Eu posso ver. Esse líquido escorre pelas maçãs do rosto de Nossa Senhora. Um pouco de líquido se junta em cima do lábio superior esquerdo e um pouco também entre os lábios e no lábio inferior esquerdo. Esse líquido está descendo pelo queixo da imagem. As duas lágrimas se juntam, descem pelo pescoço de Nossa Senhora, passam por cima da gola do vestido, descem aqui nos frisos do vestido cinza de Nossa Senhora, passam por entre as mãos, costas dela passam por cima do encontro das duas pontas da faixa branca e o líquido escorre até aqui, onde ele está estacionado até esse momento.

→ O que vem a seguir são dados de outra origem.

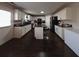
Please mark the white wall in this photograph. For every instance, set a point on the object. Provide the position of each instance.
(48, 20)
(6, 33)
(36, 17)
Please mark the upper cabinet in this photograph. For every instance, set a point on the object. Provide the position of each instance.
(18, 14)
(64, 14)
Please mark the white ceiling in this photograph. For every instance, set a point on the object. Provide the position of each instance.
(35, 7)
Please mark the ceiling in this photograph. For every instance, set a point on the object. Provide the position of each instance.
(34, 8)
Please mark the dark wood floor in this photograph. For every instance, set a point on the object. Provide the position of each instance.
(28, 46)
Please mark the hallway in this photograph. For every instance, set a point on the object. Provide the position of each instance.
(28, 46)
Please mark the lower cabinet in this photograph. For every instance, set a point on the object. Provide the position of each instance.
(59, 31)
(72, 40)
(20, 31)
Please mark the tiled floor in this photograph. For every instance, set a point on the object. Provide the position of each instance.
(28, 46)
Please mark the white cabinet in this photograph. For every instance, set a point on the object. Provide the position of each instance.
(19, 15)
(59, 31)
(72, 40)
(20, 31)
(64, 14)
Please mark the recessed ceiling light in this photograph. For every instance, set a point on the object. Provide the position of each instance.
(42, 12)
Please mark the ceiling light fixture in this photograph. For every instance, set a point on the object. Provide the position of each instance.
(42, 12)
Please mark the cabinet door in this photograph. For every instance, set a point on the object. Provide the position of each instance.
(60, 32)
(74, 41)
(56, 29)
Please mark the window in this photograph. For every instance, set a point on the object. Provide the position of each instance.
(5, 18)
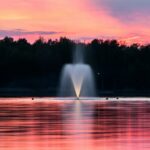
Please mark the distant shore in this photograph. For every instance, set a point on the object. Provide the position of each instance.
(53, 93)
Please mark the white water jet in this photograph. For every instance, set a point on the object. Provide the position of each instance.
(77, 78)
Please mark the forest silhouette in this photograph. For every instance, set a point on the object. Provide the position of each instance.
(119, 69)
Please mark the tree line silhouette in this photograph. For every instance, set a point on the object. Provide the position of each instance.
(37, 66)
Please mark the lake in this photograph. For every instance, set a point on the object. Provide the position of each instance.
(51, 124)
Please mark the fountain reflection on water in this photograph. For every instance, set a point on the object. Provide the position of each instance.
(77, 78)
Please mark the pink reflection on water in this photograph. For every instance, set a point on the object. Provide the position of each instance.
(74, 125)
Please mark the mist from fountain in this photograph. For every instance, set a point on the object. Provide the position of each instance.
(77, 78)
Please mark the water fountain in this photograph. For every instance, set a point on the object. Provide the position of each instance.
(77, 78)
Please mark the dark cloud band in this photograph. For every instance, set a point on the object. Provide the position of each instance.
(21, 32)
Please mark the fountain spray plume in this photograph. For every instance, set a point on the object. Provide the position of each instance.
(77, 78)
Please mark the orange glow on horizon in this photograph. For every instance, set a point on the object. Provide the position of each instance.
(73, 19)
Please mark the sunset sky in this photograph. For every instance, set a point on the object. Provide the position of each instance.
(125, 20)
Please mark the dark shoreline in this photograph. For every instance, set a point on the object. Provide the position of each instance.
(4, 93)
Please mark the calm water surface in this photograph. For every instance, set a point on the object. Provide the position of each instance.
(44, 124)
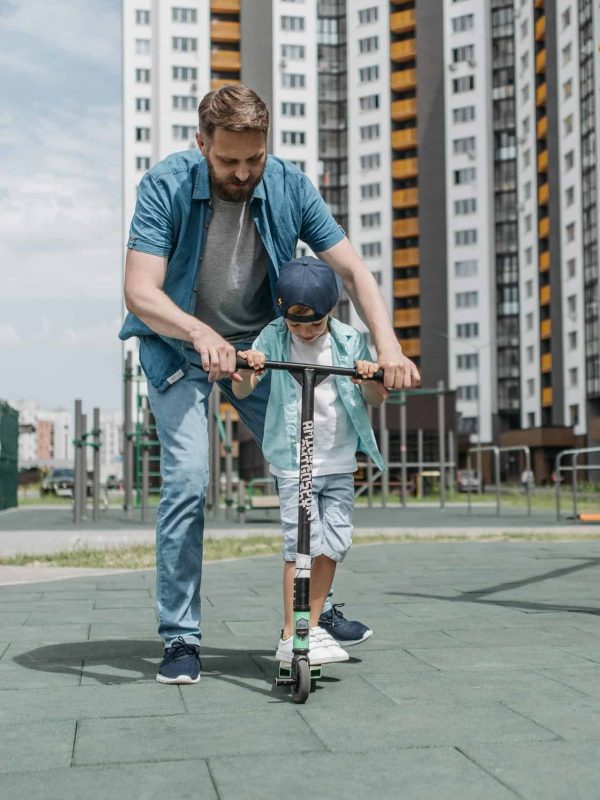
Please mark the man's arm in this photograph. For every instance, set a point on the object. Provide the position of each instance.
(144, 277)
(400, 371)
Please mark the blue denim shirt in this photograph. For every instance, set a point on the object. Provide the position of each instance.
(281, 421)
(171, 218)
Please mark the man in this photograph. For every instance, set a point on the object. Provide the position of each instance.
(209, 233)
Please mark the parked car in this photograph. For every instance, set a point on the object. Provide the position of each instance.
(468, 480)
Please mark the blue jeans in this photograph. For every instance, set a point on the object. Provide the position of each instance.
(181, 414)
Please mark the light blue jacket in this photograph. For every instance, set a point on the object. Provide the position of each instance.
(281, 421)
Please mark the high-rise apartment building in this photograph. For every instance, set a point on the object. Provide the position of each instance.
(455, 141)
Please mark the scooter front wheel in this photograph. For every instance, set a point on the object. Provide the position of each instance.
(301, 674)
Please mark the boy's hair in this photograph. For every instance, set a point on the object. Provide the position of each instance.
(233, 107)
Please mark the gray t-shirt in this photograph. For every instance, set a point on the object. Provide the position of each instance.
(233, 292)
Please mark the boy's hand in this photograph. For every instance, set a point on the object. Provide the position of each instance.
(256, 360)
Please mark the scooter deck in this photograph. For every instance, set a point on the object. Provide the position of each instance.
(285, 671)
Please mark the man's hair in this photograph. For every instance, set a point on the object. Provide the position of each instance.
(233, 107)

Esse líquido, como eu falei, reflete bastante a luminosidade aqui da capela. O semblante de Nossa Senhora parece semblante de uma pessoa profundamente angustiada. Está sofrendo muito, um semblante de muita tristeza, de preocupação. Parece que o olhar de Nossa Senhora está focalizado numa distância longínqua, como se ela estivesse contemplando todo mundo, todo o mundo. É como se ela assim estando, passem no seu olhar a sua dor, a sua tristeza pelos pecados de todos os seres humanos. Pelo menos é essa a sensação que eu tenho quando eu olho para essa também. Uma pessoa que já está exausta, que fez um esforço além das suas forças para conseguir algo que ela não conseguiu, parece uma pessoa que está profundamente, que está tão transpassada pela angústia que está tão dorida que ela não encontra forças mais para falar. Então ela só mostra as suas lágrimas para aqueles que estão diante dela. Ela apela, ela suplica. Ela implora com as lágrimas.